On Fri, Feb 27, 2026 at 9:57 AM Alex Williamson <[email protected]> wrote:
>
> On Fri, 27 Feb 2026 09:07:48 -0800
> David Matlack <[email protected]> wrote:
>
> > On Fri, Feb 27, 2026 at 7:47 AM Alex Williamson <[email protected]> wrote:
> > >
> > > On Fri, 27 Feb 2026 00:51:18 +0000
> > > David Matlack <[email protected]> wrote:
> > >
> > > > On 2026-02-26 05:00 PM, Alex Williamson wrote:
> > > > > On Thu, 29 Jan 2026 21:24:57 +0000
> > > > > David Matlack <[email protected]> wrote:
> > > > > >
> > > > > > - vdev->reset_works = !ret;
> > > > > > pci_save_state(pdev);
> > > > > > vdev->pci_saved_state = pci_store_saved_state(pdev);
> > > > >
> > > > > Isn't this a problem too? In the first kernel we store the initial,
> > > > > post reset state of the device, now we're storing some arbitrary
> > > > > state.
> > > > > This is the state we're restore when the device is closed.
> > > >
> > > > The previous kernel resets the device and restores it back to its
> > > > post reset state in vfio_pci_liveupdate_freeze() before handing off
> > > > control to the next kernel. So my intention here is that VFIO will
> > > > receive the device in that state, allowing it to call
> > > > pci_store_saved_state() here to capture the post reset state of the
> > > > device again.
> > > >
> > > > Eventually we want to drop the reset in vfio_pci_liveupdate_freeze() and
> > > > preserve vdev->pci_saved_state across the Live Update. But I was hoping
> > > > to add that in a follow up series to avoid this one getting too long.
> > >
> > > I appreciate reviewing this in smaller chunks, but how does userspace
> > > know whether the kernel contains a stub implementation of liveupdate or
> > > behaves according to the end goal?
> >
> > Would a new VFIO_DEVICE_INFO_CAP be a good way to communicate this
> > information to userspace?
>
> Sorry if I don't have the whole model in my head yet, but is exposing
> the restriction to the vfio user of the device sufficient to manage the
> liveupdate orchestration? For example, a VFIO_DEVICE_INFO_CAP pushes
> the knowledge to QEMU... what does QEMU do with that knowledge? Who
> imposes the policy decision to decide what support is sufficient?

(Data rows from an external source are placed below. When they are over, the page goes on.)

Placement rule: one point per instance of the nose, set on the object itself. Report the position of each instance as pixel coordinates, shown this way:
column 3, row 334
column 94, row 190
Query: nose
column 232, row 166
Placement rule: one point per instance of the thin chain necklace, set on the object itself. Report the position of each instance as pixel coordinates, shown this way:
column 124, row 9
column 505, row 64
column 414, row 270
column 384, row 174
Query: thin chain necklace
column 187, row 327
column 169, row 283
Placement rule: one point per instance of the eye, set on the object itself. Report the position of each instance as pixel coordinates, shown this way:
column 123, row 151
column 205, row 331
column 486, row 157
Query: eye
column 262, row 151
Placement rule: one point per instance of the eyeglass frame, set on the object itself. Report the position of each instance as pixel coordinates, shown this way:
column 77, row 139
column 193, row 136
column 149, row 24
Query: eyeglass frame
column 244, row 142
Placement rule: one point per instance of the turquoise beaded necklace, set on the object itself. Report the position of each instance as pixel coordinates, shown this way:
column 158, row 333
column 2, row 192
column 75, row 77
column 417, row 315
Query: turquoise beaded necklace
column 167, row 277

Hm.. good questions. I don't think we want userspace inspecting bits
exposed by the kernel and trying to infer exactly what's being
preserved and whether it's "good enough" to use. And such a UAPI would
become tech debt once we finish development, I suspect.
A better approach would be to hide this support from userspace until
we decide it is ready for production use-cases.
To enable development and testing, we can add an opt-in mechanism,
such as CONFIG_EXPERIMENTAL or a kernel parameter. For example, adding
something like this to vfio_pci_liveupdate_preserve():
if (!IS_ENABLED(CONFIG_EXPERIMENTAL)) {
pr_warn("vfio-pci file preservation requires
CONFIG_EXPERIMENTAL to enable!\n");
return -EOPNOTSUPP;
}
Once we feel the support is ready, we can just submit a patch to
delete those lines, and there will be no left-over UAPI.